Scanned PDFs are everywhere — contracts, invoices, academic papers, government forms — yet the text inside is locked in pixel data. You can't search it, copy it, or pipe it into a database. PDF OCR solves this with a single API call.
Why Not Just Use Image OCR?
You could export each PDF page as JPEG and send it to an image OCR endpoint.
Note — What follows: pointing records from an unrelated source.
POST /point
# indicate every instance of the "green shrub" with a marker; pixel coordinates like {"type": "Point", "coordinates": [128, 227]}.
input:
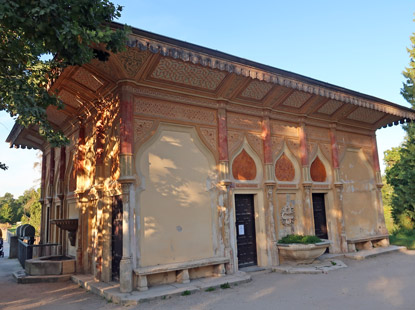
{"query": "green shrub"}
{"type": "Point", "coordinates": [225, 286]}
{"type": "Point", "coordinates": [403, 237]}
{"type": "Point", "coordinates": [299, 239]}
But a dedicated PDF OCR endpoint is better:
- Multi-page in one request — Upload the full PDF, get text for every page at once
- Page-range control — Process only pages 3–7 of a 200-page document
- Structured response — Text organized by page number
- No conversion overhead — Skip the PDF-to-image pipeline entirely
Quick Start
import requests
HEADERS = {
"x-rapidapi-host": "ocr-wizard.p.rapidapi.com",
"x-rapidapi-key": "YOUR_API_KEY",
}
with open("scanned.pdf", "rb") as f:
resp = requests.post(
"https://ocr-wizard.p.rapidapi.com/ocr-pdf",
headers=HEADERS,
files={"pdf_file": f},
data={"first_page": 1, "last_page": 5},
)
for page in resp.json()["body"]["pages"]:
print(f"--- Page {page['pageNumber']} ({page['detectedLanguage']}) ---")
print(page["fullText"])
Response format:
{
"body": {
"pages": [
{
"pageNumber": 1,
"fullText": "Extracted text from page 1...",
"detectedLanguage": "en"
}
]
}
}
Process a Full Document
import json, requests
HEADERS = {
"x-rapidapi-host": "ocr-wizard.p.rapidapi.com",
"x-rapidapi-key": "YOUR_API_KEY",
}
def extract_pdf_text(pdf_path, first_page=None, last_page=None):
with open(pdf_path, "rb") as f:
payload = {}
if first_page: payload["first_page"] = first_page
if last_page: payload["last_page"] = last_page
resp = requests.post(
"https://ocr-wizard.p.rapidapi.com/ocr-pdf",
headers=HEADERS,
files={"pdf_file": f},
data=payload,
)
resp.raise_for_status()
return resp.json()["body"]["pages"]
pages = extract_pdf_text("annual-report.pdf")
for page in pages:
preview = page["fullText"][:80].replace("\n", " ")
print(f"Page {page['pageNumber']} [{page['detectedLanguage']}]: {preview}...")
with open("extracted.json", "w") as out:
json.dump(pages, out, indent=2, ensure_ascii=False)
print(f"Done — {len(pages)} pages saved")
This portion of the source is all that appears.